From this statement, I understand that any function that is $C^{\infty}$ on any star shaped open set of $\mathbb{R^{n}}$ can be approximated by the value of the function at the point $p$ plus first order corrections that are in agreement with the Taylor expnansion (or at least with the first term of the Taylor expansion) of the same function $f$ if it were analytic in the star shaped open set.
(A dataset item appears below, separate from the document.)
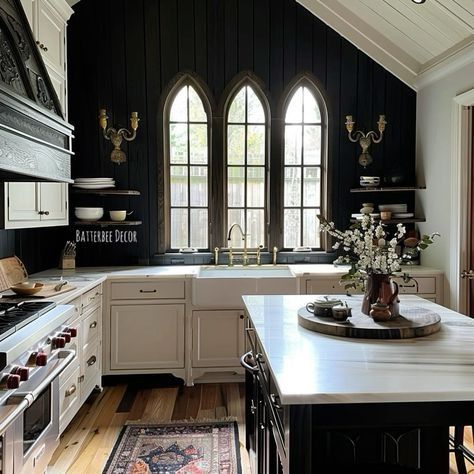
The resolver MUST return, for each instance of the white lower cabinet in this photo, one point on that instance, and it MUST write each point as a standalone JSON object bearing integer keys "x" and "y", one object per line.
{"x": 91, "y": 369}
{"x": 69, "y": 396}
{"x": 147, "y": 336}
{"x": 218, "y": 338}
So, no corrections that are of order $\mathcal{O}[(x^i-p^i)(x^j-p^j)]$ (i.e. second order) or beyond.
However, right after stating the Taylor's theorem with remainder and right after proving it, the author proceeds in claiming that when the dimensionality is $n=1$ and the point is $p=0$, the function $f$ admits corrections that are beyond the first order, i.e. $$f(x)=f(0)+g_1(0)x+g_2(0)x^2+...+g_i(0)x^i+g_{i+1}(x)x^{i+1}$$ So, f(x) can be expanded as a polynomial with terms that are in agreement with Taylor's series. What am I missing here? Isn't this the same as saying that the function $f$ is real-analytic? If not, how is it different?
Any help will be appreciated. Thanks!